Mensonges ! Mensonges ! Rien ne va plus. Mon futur s'écroule et disparait. Depuis toute petite, on me demande d'être forte. Laissez-moi m'affaisser pour une fois. Non, c'est impossible…Je me lève et salue Shizune d'un son étouffé. J'ordonne à mes jambes de s'activer, de me porter loin de tout ça. Je dois oublier ces murs blancs et ce bureau de la mort. Je ne veux pas m'éteindre maintenant.

« Au revoir Hinata. On se revoit dans quelques jours. »

Je ne veux pas mourir.

« Tu comptes rester encore longtemps ici ? »

Sur Terre ? Non, plus très longtemps. Pourquoi ne viens-tu pas douce délivrance ? Pourquoi ai-je si peur de m'abandonner enfin à la mort ?

« Juste un petit peu…Laisse-moi juste le temps de… »

Rassembler mes souvenirs. De me rappeler à quel point j'étais heureuse avec Lui. Il est si inaccessible maintenant. Même si je tends la main, jamais il ne pourra l'attraper.

« Je m'inquiètes. Ce n'est pas bon pour toi de rester ici. Ça te fait souffrir, je le vois dans tes yeux. »

Rester ici ? Dans ce cimetière ou sur Terre ? Rester dans ce corps qui respire et dont le cœur pompe à chaque jour du sang oxygéné dans mon cerveau ce qui m'oblige à penser ; à être. Oui, cela me fait souffrir. Appuyée contre Sa tombe, je me meurs. Partir le rejoindre…Non, je ne peux pas t'abandonner.

« Je suis là hein si tu as besoin de moi ! On pourrait ce faire un « souper ramens » ce soir.

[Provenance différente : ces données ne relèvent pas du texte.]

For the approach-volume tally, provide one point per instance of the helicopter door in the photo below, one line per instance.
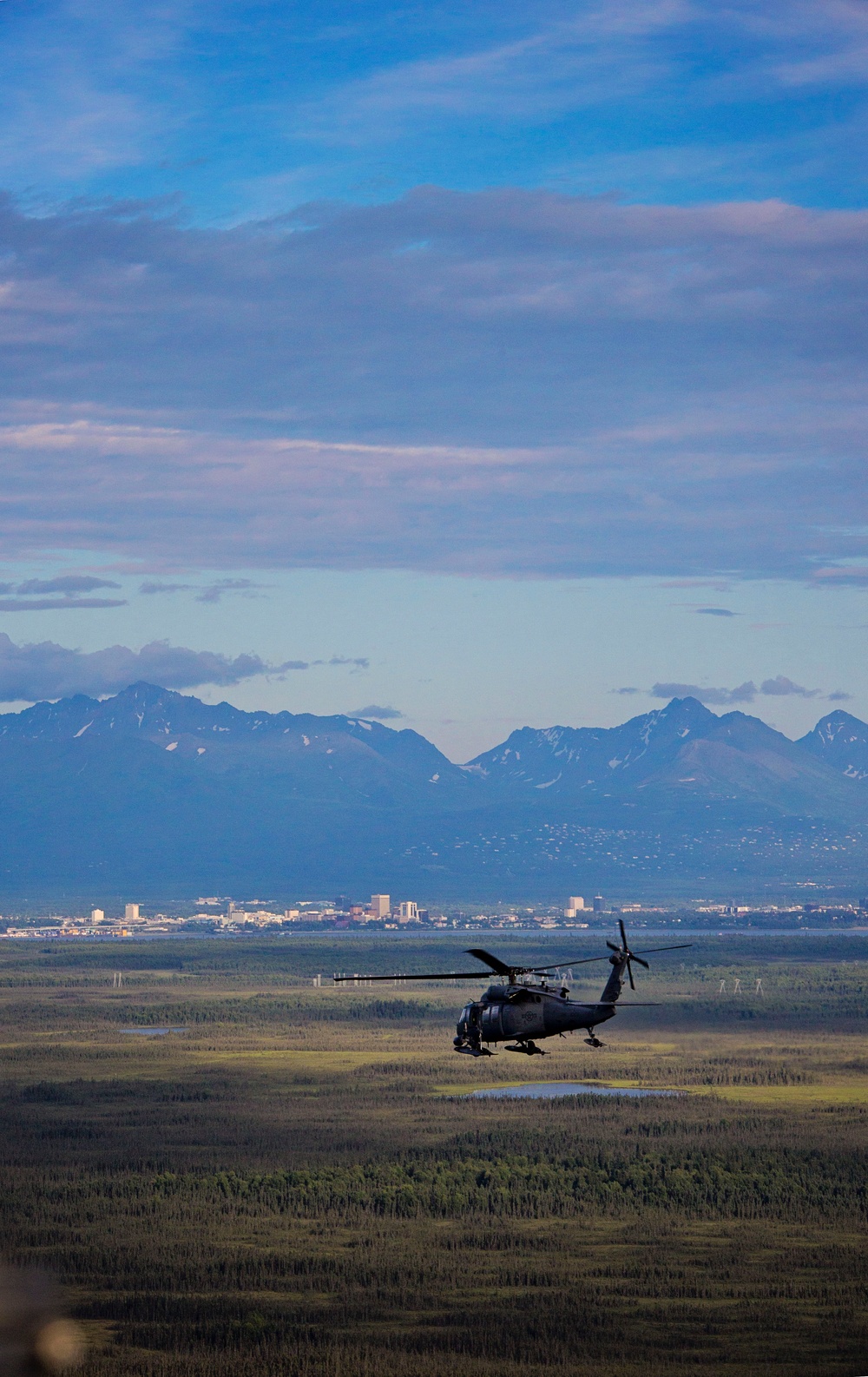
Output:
(524, 1018)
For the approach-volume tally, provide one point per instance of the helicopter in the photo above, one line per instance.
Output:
(524, 1011)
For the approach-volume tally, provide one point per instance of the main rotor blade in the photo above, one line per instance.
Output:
(493, 961)
(651, 951)
(428, 975)
(538, 970)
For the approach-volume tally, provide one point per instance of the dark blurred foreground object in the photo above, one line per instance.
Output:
(35, 1336)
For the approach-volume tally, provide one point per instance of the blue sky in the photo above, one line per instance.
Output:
(484, 361)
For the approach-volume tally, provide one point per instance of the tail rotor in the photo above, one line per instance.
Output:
(623, 952)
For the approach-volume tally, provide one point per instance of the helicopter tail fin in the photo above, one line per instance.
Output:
(615, 982)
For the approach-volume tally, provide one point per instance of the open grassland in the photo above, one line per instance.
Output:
(298, 1184)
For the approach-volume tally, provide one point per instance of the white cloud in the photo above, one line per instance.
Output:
(366, 390)
(32, 672)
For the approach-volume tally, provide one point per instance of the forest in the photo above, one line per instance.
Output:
(299, 1179)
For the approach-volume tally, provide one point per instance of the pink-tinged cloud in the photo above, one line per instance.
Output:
(30, 672)
(501, 383)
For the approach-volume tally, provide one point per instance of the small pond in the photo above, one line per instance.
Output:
(550, 1090)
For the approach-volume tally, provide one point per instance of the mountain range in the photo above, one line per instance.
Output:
(157, 792)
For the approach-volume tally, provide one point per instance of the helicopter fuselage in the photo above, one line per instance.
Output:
(523, 1014)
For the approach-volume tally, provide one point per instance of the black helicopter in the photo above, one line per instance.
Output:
(523, 1011)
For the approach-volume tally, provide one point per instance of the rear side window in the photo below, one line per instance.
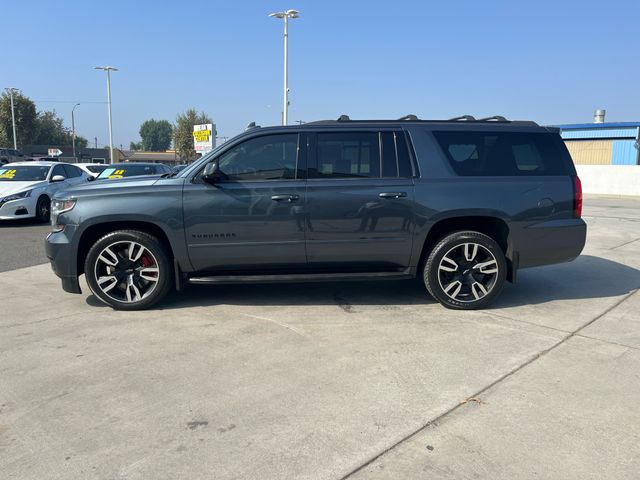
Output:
(348, 155)
(502, 153)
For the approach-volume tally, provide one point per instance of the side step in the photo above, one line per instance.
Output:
(302, 277)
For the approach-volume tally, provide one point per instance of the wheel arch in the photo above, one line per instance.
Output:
(96, 231)
(492, 226)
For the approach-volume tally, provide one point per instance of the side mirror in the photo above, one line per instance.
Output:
(212, 174)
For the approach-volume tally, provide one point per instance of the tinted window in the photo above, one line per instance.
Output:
(72, 171)
(346, 155)
(58, 170)
(271, 157)
(503, 153)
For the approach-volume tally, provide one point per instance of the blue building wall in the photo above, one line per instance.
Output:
(624, 152)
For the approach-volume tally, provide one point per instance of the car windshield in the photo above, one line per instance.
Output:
(96, 168)
(28, 173)
(121, 171)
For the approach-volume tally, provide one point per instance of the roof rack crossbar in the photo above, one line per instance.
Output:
(464, 118)
(493, 118)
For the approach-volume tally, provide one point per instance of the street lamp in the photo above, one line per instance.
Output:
(286, 16)
(13, 117)
(73, 130)
(108, 70)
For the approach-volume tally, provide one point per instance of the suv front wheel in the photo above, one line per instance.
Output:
(128, 270)
(465, 270)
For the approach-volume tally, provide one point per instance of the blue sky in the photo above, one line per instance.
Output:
(548, 61)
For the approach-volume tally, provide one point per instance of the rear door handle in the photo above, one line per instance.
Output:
(392, 194)
(285, 198)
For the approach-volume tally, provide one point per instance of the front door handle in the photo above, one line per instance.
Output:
(285, 197)
(392, 194)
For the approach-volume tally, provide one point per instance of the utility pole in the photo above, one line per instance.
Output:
(13, 117)
(286, 16)
(73, 130)
(109, 70)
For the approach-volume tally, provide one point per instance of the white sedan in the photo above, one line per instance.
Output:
(26, 188)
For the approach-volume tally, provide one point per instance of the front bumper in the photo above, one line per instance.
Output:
(21, 208)
(62, 254)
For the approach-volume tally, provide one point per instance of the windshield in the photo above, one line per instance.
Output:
(29, 173)
(96, 168)
(122, 171)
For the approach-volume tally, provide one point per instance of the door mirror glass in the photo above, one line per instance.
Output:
(212, 174)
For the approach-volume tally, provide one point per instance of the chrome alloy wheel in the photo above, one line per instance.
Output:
(467, 272)
(126, 271)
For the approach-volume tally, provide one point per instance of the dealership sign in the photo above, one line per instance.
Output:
(204, 137)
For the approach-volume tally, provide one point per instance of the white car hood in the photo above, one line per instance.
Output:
(11, 187)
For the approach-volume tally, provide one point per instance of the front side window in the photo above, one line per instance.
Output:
(348, 155)
(270, 157)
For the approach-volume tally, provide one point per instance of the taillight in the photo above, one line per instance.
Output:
(577, 197)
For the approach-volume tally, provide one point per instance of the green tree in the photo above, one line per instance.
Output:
(183, 132)
(25, 113)
(156, 135)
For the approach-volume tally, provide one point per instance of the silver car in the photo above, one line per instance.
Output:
(26, 188)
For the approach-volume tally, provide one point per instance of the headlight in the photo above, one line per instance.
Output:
(16, 196)
(58, 207)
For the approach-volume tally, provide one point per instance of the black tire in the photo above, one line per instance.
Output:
(465, 280)
(125, 290)
(43, 209)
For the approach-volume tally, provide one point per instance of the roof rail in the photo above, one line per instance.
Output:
(494, 118)
(464, 118)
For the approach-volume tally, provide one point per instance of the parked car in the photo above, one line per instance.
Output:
(9, 155)
(179, 168)
(134, 169)
(462, 204)
(26, 188)
(92, 169)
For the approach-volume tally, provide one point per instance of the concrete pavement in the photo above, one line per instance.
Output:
(369, 380)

Qu'en dis-tu ? »

Je souris même si je sais que tu comprends toute la fausseté de mon geste, mais c'est devenu un jeu entre nous de nous mentir pour nous faire croire que tout est resté pareil depuis Sa mort. Au bout du compte, peut-être que cette illusion me sera mortelle…peut-être est-ce que je l'espère même ?

« Pourquoi pas ? J'amène le saké. »

Qu'est-ce que je ferais sans toi ? Tu as pris le rôle du plus confiant des deux, mais je sais que tu souffres. Que puis-je y faire ? Je n'arrive pas à accepter ma propre réalité et ne pense qu'à plonger.

« Saku…je pense qu'on va laisser faire pour le saké. Je trouve que tu en bois un peu trop ces temps-ci. »

L'oubli par la boisson est la seule chose qui me rapproche assez du trépas pour que je puisse Le toucher du bout des doigts. Pourrais-tu accepter cela ? J'hoche la tête et te suis sans me retourner vers cette inscription inscrit sur le marbre de sa stèle et que je connais par cœur :

« Sasuke Uchiwa. Affronter son passé est une preuve de courage et de volonté. À jamais dans nos cœurs. »

Je ne veux plus vivre.

Deux étoiles filantes dans le ciel qui ne peuvent qu'entrer en collision. Et si la vie ne débutait véritablement qu'à ce moment là…

Et que la mort les rapprochait.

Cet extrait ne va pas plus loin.